Buck doubled down on his desperation to fling disinformation by asking federal election officials to look into the matter. Call it, Code to Birtherism.

The official GOP Colorado twitter account posted a similar push toward the debunked story, sealing their fate as co-conspirators to a scheme first cooked up by Russian trolls and then amplified by Trump.

Buck and other GOP officials have seen the writing on the wall of polls tumbling down on Trump and other elected Republican leaders.

In short, the jig is up, folks. Colorado Sen. Cory Gardner and a handful of other Republicans in the Senate are clearly about to get the boot by voters.

Trump? He may not even win Georgia at this point. Voters want Trump and his herd of cronies out.

So what’s the harm of shaving off a few million votes by either getting exasperated voters to just sit this one out, or, worse yet, get courts to throw away legitimate votes?

On top of the Channel 4 debacle, hundreds of thousands of Colorado residents watched Trump have a meltdown during the first presidential debate over his provable lies about voter fraud.

This? This is what we have to fight for now? Not policy on global warming, conquering the pandemic, racism and health care? Instead, journalists have to focus on dispelling lies and distortions about the election process, simply to protect it.

I expected as much from Trump from the beginning. But the head of the Colorado Republican Party?

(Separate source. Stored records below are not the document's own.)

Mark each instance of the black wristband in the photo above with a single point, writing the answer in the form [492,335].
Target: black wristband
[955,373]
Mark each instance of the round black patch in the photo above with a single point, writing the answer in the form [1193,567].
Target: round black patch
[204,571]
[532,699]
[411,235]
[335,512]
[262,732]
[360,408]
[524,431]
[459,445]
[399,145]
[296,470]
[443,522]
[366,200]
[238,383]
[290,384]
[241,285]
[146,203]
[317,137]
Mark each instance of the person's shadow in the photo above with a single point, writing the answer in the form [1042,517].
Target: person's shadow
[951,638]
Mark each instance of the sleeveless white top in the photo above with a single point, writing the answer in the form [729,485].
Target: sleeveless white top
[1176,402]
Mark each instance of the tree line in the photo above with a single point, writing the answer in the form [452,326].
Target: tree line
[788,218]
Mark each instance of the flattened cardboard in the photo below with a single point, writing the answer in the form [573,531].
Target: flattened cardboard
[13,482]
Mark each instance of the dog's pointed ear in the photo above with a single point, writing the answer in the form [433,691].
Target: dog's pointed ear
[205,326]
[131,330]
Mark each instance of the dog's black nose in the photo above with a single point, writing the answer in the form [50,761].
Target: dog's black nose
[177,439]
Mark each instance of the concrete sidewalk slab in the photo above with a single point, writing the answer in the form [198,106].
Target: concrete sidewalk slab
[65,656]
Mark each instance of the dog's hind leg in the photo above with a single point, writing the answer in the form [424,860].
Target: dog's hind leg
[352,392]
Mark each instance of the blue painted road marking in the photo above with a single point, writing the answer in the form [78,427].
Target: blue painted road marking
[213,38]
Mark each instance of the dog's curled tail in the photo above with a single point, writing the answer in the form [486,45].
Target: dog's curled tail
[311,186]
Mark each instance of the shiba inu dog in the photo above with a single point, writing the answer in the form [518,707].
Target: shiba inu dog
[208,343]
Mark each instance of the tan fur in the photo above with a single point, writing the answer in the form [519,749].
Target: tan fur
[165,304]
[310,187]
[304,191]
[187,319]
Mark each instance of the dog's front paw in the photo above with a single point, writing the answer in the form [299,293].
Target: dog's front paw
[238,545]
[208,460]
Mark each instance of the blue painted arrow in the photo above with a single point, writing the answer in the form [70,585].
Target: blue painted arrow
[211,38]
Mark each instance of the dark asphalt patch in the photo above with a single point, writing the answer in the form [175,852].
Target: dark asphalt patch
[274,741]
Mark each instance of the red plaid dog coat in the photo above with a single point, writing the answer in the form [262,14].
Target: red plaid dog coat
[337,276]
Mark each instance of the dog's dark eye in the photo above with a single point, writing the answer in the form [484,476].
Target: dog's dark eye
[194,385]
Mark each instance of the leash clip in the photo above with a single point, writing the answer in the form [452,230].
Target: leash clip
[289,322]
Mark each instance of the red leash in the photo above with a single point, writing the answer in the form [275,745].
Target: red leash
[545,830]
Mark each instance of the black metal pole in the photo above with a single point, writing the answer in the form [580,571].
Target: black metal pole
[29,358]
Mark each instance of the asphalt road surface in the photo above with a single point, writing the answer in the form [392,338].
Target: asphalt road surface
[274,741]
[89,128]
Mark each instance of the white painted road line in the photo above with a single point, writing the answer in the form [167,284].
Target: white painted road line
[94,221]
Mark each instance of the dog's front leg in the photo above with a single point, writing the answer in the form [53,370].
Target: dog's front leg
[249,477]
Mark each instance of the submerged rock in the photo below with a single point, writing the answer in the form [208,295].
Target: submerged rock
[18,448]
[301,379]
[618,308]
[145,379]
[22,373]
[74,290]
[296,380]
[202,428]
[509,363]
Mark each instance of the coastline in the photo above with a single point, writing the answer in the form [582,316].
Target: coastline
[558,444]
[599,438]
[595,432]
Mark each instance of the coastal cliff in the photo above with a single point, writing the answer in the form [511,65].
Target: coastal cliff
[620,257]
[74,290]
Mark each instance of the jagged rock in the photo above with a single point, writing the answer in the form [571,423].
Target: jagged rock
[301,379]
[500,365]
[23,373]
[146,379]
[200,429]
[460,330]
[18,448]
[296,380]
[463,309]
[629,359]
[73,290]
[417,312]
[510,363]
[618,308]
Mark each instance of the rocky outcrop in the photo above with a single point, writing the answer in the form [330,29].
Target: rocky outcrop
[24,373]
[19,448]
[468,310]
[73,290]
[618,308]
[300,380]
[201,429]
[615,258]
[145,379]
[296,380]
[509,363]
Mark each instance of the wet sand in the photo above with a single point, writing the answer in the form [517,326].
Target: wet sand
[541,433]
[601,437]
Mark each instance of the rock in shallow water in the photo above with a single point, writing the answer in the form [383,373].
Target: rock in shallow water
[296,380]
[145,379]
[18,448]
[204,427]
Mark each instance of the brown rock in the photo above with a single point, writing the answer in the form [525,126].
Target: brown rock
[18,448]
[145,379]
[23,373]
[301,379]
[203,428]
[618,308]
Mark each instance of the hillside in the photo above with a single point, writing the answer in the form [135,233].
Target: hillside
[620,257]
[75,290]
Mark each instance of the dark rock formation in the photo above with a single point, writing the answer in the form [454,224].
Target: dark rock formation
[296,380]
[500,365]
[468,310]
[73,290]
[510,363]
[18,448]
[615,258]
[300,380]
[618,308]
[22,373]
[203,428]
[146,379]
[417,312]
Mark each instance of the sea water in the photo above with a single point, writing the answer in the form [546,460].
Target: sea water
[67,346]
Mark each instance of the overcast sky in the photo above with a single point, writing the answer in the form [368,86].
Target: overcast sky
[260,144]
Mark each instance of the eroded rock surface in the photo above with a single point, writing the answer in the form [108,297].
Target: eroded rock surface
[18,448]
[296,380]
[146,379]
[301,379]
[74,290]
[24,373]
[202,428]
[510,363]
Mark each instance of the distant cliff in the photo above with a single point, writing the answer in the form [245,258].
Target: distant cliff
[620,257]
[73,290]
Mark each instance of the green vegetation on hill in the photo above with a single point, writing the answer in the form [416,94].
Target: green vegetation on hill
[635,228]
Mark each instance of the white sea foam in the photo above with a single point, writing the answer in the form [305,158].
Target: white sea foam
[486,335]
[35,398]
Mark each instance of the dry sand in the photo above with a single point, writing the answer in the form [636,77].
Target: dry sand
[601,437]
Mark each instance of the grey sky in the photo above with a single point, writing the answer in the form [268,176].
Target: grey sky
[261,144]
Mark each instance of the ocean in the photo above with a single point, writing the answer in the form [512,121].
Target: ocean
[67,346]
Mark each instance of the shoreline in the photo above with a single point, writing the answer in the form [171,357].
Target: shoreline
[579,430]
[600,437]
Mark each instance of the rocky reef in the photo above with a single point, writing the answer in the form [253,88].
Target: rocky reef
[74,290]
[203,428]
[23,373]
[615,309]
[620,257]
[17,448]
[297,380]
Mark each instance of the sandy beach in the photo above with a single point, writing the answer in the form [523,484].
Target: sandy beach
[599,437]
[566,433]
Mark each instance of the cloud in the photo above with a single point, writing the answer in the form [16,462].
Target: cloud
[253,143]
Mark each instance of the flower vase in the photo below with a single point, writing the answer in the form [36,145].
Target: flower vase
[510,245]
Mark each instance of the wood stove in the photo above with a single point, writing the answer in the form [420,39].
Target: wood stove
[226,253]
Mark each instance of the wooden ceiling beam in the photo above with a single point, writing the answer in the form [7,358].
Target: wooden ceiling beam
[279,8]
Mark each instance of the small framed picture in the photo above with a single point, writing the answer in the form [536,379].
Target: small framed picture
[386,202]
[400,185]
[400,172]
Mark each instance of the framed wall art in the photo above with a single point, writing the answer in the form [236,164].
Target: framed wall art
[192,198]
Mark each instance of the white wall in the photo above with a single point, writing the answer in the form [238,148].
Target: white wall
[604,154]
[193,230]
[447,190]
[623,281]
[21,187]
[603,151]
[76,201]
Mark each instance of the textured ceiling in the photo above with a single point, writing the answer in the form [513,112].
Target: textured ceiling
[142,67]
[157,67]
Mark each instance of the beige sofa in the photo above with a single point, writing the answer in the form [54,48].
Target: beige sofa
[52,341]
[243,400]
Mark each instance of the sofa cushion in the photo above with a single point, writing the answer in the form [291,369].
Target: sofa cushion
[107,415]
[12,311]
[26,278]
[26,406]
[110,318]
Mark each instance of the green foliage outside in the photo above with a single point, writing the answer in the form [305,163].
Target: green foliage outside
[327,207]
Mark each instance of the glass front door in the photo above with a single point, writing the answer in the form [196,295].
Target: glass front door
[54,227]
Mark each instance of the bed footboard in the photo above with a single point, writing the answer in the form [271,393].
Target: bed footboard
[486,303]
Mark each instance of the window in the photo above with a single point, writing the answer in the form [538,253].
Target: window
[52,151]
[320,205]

Colorado partisan politics was for decades a pointed affair that separated friends, mostly along lines of budget spending or whether to end daylight saving time.

Not any more. Now the voters have to step through a minefield of lies set by prominent Republicans just to get to a ballot and register their voice on the issues that really matter most.

Sorry, folks, but this is the critical issue now. Voice your concerns. Vote.